The first plank in the Plan A platform was put in place in the autumn of 2008. On 15 September, Lehman Brothers, the 158-year-old investment bank and the fourth largest in the United States, filed for bankruptcy. The shockwaves triggered the global financial crisis. Jon Cunliffe, a senior official in the Cabinet Office, sent an email around Whitehall: ‘If we don’t do something now the whole system is going to go down. We have to act.’1 That week, the survival of British banks RBS and HBOS was at stake. As Prime Minister Gordon Brown and the Labour Party gathered in Manchester for their annual conference on 20 September, Brown was brought a note to say that Goldman Sachs, the bluest of blue-chip banks, might be on the verge of going under. The British economy was in dire danger. Cameron and Osborne regarded Brown as the principal architect of the economic position the country found itself in. But it was the PM who held the initiative, and was about to absolve himself of any blame.
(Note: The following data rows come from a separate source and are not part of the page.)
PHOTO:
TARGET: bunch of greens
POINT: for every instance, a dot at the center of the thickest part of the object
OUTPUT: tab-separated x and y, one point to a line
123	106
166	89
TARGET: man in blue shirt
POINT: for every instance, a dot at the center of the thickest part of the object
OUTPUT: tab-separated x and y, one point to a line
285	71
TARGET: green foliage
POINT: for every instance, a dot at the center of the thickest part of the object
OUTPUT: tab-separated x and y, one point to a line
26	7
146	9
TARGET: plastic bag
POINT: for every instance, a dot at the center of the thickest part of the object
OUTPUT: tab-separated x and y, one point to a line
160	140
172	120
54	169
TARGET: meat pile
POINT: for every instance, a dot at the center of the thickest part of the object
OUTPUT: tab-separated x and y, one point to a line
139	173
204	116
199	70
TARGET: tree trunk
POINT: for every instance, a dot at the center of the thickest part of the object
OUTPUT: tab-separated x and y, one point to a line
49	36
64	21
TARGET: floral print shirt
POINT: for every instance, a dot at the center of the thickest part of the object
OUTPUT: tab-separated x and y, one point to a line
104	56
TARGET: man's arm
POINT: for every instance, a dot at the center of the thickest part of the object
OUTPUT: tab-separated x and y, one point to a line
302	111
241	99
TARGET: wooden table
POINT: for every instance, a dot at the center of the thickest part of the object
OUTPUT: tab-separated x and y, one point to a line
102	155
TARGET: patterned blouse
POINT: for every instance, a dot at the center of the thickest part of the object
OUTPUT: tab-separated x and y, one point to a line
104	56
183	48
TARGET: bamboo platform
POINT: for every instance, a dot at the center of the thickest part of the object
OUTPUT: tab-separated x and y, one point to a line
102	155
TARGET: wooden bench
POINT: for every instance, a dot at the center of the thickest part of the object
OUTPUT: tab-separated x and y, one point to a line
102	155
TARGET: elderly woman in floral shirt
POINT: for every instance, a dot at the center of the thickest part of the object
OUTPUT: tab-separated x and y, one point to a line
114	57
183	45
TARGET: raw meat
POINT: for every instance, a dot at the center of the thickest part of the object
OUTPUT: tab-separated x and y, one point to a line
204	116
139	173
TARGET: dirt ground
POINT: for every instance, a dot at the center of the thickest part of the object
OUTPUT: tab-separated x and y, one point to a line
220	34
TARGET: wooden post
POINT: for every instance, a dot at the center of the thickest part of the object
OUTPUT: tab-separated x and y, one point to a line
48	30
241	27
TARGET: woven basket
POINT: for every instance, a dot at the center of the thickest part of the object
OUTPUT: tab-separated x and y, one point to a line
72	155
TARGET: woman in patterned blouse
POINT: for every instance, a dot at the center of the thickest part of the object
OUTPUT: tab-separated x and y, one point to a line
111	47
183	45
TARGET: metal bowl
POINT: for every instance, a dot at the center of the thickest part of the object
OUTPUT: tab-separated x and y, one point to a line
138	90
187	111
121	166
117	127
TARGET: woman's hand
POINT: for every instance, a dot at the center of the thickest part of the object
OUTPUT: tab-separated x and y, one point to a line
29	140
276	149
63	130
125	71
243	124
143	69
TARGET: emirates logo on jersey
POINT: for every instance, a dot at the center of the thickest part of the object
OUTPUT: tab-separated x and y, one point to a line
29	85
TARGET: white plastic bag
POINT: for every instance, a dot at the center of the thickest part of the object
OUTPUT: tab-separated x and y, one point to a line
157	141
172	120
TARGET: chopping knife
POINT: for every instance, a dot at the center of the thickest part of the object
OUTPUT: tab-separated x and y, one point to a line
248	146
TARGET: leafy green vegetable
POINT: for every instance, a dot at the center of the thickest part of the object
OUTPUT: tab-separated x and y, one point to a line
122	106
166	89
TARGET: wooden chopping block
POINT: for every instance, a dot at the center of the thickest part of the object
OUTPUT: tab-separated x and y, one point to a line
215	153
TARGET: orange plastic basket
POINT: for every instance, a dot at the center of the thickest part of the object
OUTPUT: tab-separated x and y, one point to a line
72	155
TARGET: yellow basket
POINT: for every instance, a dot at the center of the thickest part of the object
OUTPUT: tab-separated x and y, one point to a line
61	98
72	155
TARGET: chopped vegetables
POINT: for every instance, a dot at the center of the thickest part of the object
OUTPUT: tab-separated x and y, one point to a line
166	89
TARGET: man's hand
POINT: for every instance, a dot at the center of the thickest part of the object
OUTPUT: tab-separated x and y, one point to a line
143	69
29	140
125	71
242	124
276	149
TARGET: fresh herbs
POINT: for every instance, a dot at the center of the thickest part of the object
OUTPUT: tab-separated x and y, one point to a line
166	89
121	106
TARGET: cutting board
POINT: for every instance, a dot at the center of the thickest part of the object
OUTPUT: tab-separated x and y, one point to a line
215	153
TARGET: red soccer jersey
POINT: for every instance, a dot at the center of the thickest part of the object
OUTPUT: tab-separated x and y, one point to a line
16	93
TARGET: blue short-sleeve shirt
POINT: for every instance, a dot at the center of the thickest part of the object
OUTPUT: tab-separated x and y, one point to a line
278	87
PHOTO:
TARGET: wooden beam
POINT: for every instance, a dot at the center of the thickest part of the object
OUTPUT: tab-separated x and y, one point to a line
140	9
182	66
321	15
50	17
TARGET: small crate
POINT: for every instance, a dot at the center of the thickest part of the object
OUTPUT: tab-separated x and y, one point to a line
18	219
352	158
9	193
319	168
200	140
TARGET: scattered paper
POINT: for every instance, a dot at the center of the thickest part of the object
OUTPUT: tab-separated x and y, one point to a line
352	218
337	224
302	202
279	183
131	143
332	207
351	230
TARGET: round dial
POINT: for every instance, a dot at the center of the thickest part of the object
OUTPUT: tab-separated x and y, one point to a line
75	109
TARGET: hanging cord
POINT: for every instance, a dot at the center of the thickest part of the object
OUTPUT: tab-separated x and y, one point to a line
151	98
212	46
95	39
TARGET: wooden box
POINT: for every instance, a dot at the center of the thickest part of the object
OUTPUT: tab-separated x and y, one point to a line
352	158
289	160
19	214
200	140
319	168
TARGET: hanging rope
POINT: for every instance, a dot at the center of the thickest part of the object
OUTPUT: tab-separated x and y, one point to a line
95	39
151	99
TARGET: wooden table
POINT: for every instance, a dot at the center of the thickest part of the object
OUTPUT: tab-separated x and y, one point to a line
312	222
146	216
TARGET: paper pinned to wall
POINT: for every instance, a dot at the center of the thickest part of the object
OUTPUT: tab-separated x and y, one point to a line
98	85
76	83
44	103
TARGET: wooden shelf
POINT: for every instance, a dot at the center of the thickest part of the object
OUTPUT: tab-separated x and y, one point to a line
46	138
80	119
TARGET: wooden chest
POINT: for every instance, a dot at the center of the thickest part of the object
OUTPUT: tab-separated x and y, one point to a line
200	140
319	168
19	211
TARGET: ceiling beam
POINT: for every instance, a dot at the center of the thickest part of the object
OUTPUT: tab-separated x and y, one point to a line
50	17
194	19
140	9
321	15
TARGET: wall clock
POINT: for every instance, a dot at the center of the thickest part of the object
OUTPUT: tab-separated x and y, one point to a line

Brown took the unusual step of addressing the Labour conference on the opening Saturday, speaking without notes and with gravitas about the profound problems in the global economy. It underpinned his own position in the party, as well as in the country, as the leader uniquely placed to handle the grave predicament. His main speech on Tuesday 23 September was preceded by a masterstroke. The conference expected him on the podium, but his wife Sarah walked on to the stage. ‘Every day I see him motivated to work for the best interests of the people around the country,’ she said, concluding her two minutes by introducing ‘my husband, the leader of your party, your prime minister, Gordon Brown’. It was a coup.2 He remained on a high throughout the speech. His most effective line was that it was ‘no time for a novice’, referring not only to Cameron, but also to Brown’s would-be challenger, David Miliband. The most powerful of his three conference speeches as prime minister, it further underwrote his credentials as saviour of the nation. Brown left Britain on 24 September on a much-hyped trip to New York and Washington, leaving Cameron and Osborne behind at their conference desperately trying to find a way to make an impact. As PM, he had found a role.